Thursday, November 12, 2009


There just isn’t anything as decadent as eggs Benedict.

It’s the dish you get when you are being treated like a queen. It’s breakfast in bed, late-morning brunch on Mother’s Day. It is the epitome of a celebration breakfast for my husband. We don't go out for breakfast often, but I know that if we do, he's probably going to have the classic leaning-tower-of-Pisa stack of english muffin, ham, egg and sauce. It’s not something you ever make at home, which is a shame, because it’s delicious.

But I think what scares many people away from making it, and some from even ordering it, is the hollandaise sauce. What is hollandaise after all? It isn’t something most of us encounter on a daily basis. A sublime French creation of egg yolks and butter, it’s daunting because a slowed whisk or an aggressive burner can turn it into a puddle of grease or a bowl of scrambled eggs without half trying.

And I am a giant wuss. I fear having a culinary meltdown.

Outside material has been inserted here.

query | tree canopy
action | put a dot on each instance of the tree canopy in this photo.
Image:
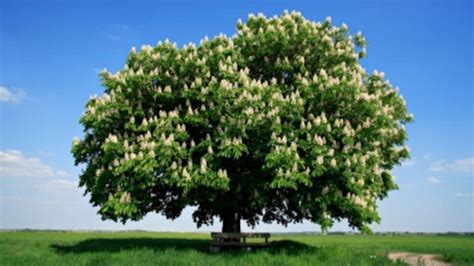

Because of this, I avoid it in favor of something everyone loves, an easy, cheesy sauce that looks every bit as impressive without the work.

Cheese is also a great way to sell a kid on, well, anything. A picky eater will grimace at the idea of a fancy French dish and a hoity-toity sauce. But cheese? Everyone loves cheese! And every pizza needs cheese. It's a perfect compromise.

1 pizza crust
1 T. butter
1 T. flour
1 c. milk
2 oz. cream cheese
½ c. shredded cheddar cheese or 2 oz. Velveeta
Dash of cayenne
Salt and pepper
½ pound Canadian bacon
8 poached eggs or 6-8 hard-boiled eggs
Parsley or tarragon for garnish

Preheat oven to 400 degrees. Place pizza crust on baking sheet. Bake 15-20 minutes. Set aside.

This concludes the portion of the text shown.